Reputation: 462
I have developed a site in PHP which uses WordPress to provide news article content. Both my application and WordPress code bases sit on the same physical box.
The application uses the WordPress loop to pull content from the WordPress back-end and display it within my application.
The content editors for the site require access to the Wordpress back-end to add, edit and remove content as required. WordPress is currently accessible via a sub-domain i.e blog.mydomain.com. However, I do not want to expose WordPress publicly as it is currently, firstly because I want WordPress to behave transparently and secondly I do not want to get penalized for duplicate content when ranking for SEO.
The obvious solution would be to lock down access based on the visitors I.P address, but this is not practical given that the content editors can (and do) access the site from anywhere and not a fixed set of I.P's.
Another solution would be for the content editor to submit a secret parameter in the query string to identify themselves as an administrator i.e &wpadmin=true.

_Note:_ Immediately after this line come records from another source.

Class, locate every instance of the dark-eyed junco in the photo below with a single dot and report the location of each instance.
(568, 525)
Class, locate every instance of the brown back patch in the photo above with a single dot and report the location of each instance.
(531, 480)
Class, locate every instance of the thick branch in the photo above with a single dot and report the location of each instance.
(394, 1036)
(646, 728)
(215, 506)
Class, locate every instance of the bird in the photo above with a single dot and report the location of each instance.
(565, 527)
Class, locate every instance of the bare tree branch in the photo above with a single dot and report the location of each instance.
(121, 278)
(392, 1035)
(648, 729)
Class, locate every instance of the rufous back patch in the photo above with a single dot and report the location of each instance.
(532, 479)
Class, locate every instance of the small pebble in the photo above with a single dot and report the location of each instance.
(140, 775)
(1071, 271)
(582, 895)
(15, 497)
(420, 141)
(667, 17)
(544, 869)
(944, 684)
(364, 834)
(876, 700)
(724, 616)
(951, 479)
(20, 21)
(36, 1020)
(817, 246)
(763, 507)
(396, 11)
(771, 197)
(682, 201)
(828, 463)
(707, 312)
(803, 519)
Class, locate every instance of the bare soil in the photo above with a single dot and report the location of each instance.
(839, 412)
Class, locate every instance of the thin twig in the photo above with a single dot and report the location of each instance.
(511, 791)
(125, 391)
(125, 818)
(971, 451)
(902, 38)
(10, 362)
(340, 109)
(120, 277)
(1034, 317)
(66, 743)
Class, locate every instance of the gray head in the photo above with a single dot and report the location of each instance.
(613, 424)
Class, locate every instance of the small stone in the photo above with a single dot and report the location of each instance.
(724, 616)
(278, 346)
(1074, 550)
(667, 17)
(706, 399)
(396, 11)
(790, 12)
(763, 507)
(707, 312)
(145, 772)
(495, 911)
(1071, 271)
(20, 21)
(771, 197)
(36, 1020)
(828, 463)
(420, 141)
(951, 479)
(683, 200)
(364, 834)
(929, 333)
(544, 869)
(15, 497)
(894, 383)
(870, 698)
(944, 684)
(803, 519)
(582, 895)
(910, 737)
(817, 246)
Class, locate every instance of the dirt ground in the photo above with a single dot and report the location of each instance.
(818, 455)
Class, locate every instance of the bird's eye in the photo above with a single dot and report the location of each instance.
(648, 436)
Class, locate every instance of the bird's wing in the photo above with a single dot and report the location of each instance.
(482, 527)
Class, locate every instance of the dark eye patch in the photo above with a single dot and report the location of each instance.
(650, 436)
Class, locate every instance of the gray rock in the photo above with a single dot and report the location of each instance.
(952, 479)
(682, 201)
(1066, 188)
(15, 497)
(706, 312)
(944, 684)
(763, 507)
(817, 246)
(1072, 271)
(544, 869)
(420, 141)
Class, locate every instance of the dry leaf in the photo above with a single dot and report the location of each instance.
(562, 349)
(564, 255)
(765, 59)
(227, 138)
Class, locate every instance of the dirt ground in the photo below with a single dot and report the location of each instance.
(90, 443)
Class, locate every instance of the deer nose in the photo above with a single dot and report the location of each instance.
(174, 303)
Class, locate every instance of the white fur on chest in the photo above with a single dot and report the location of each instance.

However this doesn't seem ideal either.
Is there some other way I could consider architecting the site, or provide some other more suitable access control mechanism for WordPress?
Upvotes: 0
Views: 192
Reputation: 449613
Have you considered simply slapping a htaccess password dialog into WP's root directory? That's close it to the world, and still make it available to who has the right login info.
The only downside would be that your editors would have to log in twice, but the web server login credentials can be easily stored in the browser.